We wish to correct the inaccuracies in the CMAJ article by Tibbetts1 on Quebec’s end-of-life bill. Tibbetts writes … “hospitals in Quebec and the rest of Canada often offer palliative sedation to ease suffering. In extreme cases, doctors use ‘terminal sedation,’ in which patients are medicated into unconsciousness and deprived of artificial nutrition to expedite imminent death.” Where the author obtained this information is unclear, but the two paragraphs that follow contain quotes from a health law ethics professor and a retired palliative care physician — both of whom claim there are no “rules” and imply that this process is happening frequently.
The Canadian Society of Palliative Care Physicians formed a task force to review and develop a framework for the use of palliative sedation.2 This framework outlines the indications, decision-making, drugs and monitoring to be used in palliative sedation.
Tibbett’s1 assertation also implies that palliative sedation hastens death by dehydrating patients who are too sedated to eat or drink.
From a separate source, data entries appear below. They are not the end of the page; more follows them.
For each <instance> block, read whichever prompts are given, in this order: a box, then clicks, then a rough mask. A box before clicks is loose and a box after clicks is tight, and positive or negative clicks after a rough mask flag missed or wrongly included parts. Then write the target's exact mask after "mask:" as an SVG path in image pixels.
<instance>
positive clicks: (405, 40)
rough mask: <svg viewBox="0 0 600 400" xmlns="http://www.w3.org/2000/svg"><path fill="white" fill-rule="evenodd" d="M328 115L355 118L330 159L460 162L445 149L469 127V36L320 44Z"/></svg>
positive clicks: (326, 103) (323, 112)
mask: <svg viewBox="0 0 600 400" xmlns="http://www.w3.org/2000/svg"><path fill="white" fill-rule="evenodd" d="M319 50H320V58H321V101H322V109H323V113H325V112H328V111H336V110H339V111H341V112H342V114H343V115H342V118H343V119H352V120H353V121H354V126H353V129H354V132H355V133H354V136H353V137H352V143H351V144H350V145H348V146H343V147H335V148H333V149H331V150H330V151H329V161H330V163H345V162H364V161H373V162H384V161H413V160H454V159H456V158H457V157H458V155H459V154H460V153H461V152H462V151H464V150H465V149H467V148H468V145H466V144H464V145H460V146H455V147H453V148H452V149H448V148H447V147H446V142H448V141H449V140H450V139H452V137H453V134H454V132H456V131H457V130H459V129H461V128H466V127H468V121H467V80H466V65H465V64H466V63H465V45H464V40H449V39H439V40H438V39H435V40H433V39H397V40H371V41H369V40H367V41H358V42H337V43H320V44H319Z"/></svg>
In a recent systematic review of 11 retrospective and prospective studies involving 1807 patients, with 621 patients receiving sedation, no substantial difference between sedated and nonsedated patients was found.3 A recent prospective study found that palliative sedation was a definable clinical intervention that had no effect on survival.4 Both studies noted the most frequent reason for palliative sedation was delirium.
The debate about physician-assisted death is too important of an issue to be hampered by inaccuracies and misrepresentation.